METHODS: Site staff (n=32) and leadership (n=17) completed a questionnaire assessing GBV knowledge, resources, and referral capabilities to supplement WHO guidelines and other literature in informing the development of a GBV response SOP template. Sites tailored and implemented the SOP through ~1.5 years of study implementation. At closeout, a questionnaire assessed SOP implementation experiences among staff (n=35) and leadership (n=17), including recommendations regarding staff training and support mechanism needs, processes for identifying and maintaining suitable referral networks, and confidence in quality of staff GBV response. Participant report of baseline and follow-up experiences of GBV and participant engagement activity (PEA) reports were also reviewed.

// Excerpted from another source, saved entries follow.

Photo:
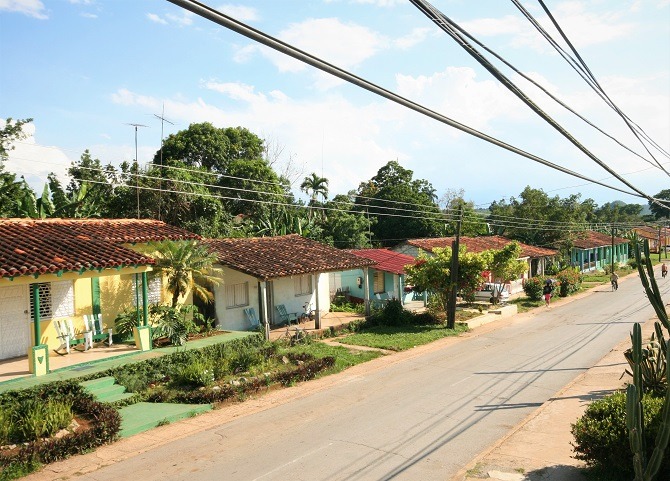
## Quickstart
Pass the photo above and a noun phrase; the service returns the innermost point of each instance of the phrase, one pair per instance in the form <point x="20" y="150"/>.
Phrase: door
<point x="14" y="322"/>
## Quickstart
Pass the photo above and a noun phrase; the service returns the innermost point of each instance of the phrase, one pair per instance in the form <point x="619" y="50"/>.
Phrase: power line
<point x="283" y="47"/>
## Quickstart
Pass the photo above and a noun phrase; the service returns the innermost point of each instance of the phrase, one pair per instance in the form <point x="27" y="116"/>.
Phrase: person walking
<point x="546" y="291"/>
<point x="614" y="279"/>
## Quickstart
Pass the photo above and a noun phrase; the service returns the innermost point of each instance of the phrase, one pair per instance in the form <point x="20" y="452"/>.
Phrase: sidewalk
<point x="539" y="448"/>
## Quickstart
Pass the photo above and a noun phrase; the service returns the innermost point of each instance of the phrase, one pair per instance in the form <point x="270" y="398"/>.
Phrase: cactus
<point x="647" y="471"/>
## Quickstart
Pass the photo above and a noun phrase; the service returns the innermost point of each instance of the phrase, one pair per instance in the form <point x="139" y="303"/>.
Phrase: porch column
<point x="263" y="308"/>
<point x="317" y="317"/>
<point x="145" y="299"/>
<point x="36" y="313"/>
<point x="366" y="290"/>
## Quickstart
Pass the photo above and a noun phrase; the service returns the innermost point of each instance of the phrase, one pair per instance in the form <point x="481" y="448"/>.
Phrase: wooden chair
<point x="68" y="336"/>
<point x="250" y="313"/>
<point x="285" y="316"/>
<point x="94" y="326"/>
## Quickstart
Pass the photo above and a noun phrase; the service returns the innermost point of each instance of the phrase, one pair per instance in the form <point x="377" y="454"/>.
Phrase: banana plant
<point x="647" y="470"/>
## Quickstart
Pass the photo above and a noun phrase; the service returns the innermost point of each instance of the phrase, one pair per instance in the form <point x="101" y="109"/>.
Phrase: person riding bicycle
<point x="614" y="278"/>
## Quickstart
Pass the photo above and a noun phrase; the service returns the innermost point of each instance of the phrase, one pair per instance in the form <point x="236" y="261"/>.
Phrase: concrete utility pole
<point x="451" y="312"/>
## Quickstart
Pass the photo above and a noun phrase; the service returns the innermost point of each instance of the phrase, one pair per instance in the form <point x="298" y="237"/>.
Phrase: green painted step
<point x="143" y="416"/>
<point x="105" y="390"/>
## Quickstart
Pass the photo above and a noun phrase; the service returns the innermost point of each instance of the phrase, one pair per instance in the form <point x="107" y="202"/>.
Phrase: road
<point x="422" y="418"/>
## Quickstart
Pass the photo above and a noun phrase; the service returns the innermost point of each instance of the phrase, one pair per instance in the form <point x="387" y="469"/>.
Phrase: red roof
<point x="282" y="256"/>
<point x="29" y="246"/>
<point x="481" y="244"/>
<point x="591" y="239"/>
<point x="387" y="260"/>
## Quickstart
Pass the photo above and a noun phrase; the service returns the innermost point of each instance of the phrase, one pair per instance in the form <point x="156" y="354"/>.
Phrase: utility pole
<point x="451" y="305"/>
<point x="160" y="175"/>
<point x="137" y="170"/>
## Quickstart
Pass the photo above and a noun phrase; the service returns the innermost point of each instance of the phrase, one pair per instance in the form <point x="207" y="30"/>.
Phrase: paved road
<point x="419" y="419"/>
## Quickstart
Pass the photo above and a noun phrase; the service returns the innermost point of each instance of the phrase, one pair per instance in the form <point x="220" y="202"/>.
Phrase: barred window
<point x="378" y="282"/>
<point x="237" y="295"/>
<point x="302" y="285"/>
<point x="56" y="299"/>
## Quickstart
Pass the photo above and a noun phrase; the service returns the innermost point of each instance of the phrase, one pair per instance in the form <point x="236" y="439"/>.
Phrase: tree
<point x="403" y="208"/>
<point x="315" y="186"/>
<point x="203" y="145"/>
<point x="505" y="266"/>
<point x="661" y="211"/>
<point x="433" y="273"/>
<point x="343" y="227"/>
<point x="188" y="267"/>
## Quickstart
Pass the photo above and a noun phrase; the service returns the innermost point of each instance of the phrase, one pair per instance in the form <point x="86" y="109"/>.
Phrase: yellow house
<point x="63" y="269"/>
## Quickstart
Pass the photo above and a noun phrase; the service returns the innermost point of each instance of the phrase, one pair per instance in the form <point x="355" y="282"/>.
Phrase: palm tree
<point x="315" y="186"/>
<point x="187" y="265"/>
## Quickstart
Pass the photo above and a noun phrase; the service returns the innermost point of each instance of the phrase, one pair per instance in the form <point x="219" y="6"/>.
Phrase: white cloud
<point x="34" y="161"/>
<point x="239" y="12"/>
<point x="32" y="8"/>
<point x="183" y="20"/>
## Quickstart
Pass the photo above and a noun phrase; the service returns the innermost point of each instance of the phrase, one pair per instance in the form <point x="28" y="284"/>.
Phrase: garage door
<point x="14" y="323"/>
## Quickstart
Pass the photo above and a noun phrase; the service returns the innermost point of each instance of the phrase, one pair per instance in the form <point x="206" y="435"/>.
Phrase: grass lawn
<point x="401" y="338"/>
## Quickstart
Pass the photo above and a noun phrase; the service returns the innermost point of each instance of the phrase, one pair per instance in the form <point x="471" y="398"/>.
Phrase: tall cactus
<point x="647" y="471"/>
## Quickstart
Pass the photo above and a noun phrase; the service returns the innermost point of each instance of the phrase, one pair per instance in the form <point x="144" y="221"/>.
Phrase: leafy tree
<point x="661" y="212"/>
<point x="187" y="266"/>
<point x="434" y="273"/>
<point x="315" y="186"/>
<point x="403" y="208"/>
<point x="539" y="219"/>
<point x="505" y="266"/>
<point x="10" y="189"/>
<point x="203" y="145"/>
<point x="343" y="227"/>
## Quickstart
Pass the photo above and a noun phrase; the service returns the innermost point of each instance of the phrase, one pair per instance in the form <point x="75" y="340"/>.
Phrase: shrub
<point x="533" y="287"/>
<point x="570" y="279"/>
<point x="601" y="437"/>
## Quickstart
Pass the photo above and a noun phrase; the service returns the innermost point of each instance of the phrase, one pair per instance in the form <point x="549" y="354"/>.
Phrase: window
<point x="237" y="295"/>
<point x="378" y="282"/>
<point x="56" y="300"/>
<point x="302" y="285"/>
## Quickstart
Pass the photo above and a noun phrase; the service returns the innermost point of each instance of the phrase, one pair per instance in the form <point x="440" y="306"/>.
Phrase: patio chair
<point x="285" y="316"/>
<point x="68" y="336"/>
<point x="250" y="313"/>
<point x="93" y="325"/>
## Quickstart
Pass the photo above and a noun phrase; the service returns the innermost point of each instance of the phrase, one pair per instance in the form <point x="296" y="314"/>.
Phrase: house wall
<point x="233" y="318"/>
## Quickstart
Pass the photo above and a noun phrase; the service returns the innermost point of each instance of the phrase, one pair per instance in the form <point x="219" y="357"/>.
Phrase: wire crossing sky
<point x="83" y="93"/>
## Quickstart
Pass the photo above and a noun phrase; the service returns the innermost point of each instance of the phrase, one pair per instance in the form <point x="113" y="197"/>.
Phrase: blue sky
<point x="84" y="69"/>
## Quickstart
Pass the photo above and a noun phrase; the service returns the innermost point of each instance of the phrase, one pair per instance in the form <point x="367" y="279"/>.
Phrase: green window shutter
<point x="95" y="295"/>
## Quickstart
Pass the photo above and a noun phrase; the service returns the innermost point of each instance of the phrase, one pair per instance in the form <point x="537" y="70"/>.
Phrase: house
<point x="657" y="237"/>
<point x="57" y="269"/>
<point x="264" y="272"/>
<point x="536" y="257"/>
<point x="386" y="278"/>
<point x="593" y="250"/>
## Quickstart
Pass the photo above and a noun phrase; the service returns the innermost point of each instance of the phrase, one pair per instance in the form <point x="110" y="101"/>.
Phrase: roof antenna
<point x="160" y="175"/>
<point x="137" y="169"/>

RESULTS: Among 1360 participants at sites where the SOP was implemented, 104 (7.65%) reported experiencing GBV in the year prior to enrollment, and 86/1353 (6.36%) reported any GBV during follow-up, with 52/86 (60.47%) reporting GBV after SOP implementation. At study end, staff reported increased training 32/35 (91.43%); improved confidence in GBV response (18/26; 69.23%); and increased compassion fatigue prevention on-site (17/28; 60.71%). Leadership reported increased staff competence with SOP implementation. Strength of referral networks depended on availability of referral organizations and varied by site, with less than 20% (3/16) of leadership reporting improvements and PEA reports revealing differing partner organization engagement. Site-reported obstacles to comprehensive GBV care included: limited local referral organizations, limited time for participant follow-up, continued staff training needs, and prevailing cultural norms and misconceptions surrounding GBV.
CONCLUSIONS: Development and implementation of an SOP is a feasible, effective strategy to build a systematic GBV response that can improve health system capacity and participant health. Adequate community-based referral networks are essential to effective GBV response and were limited in some settings.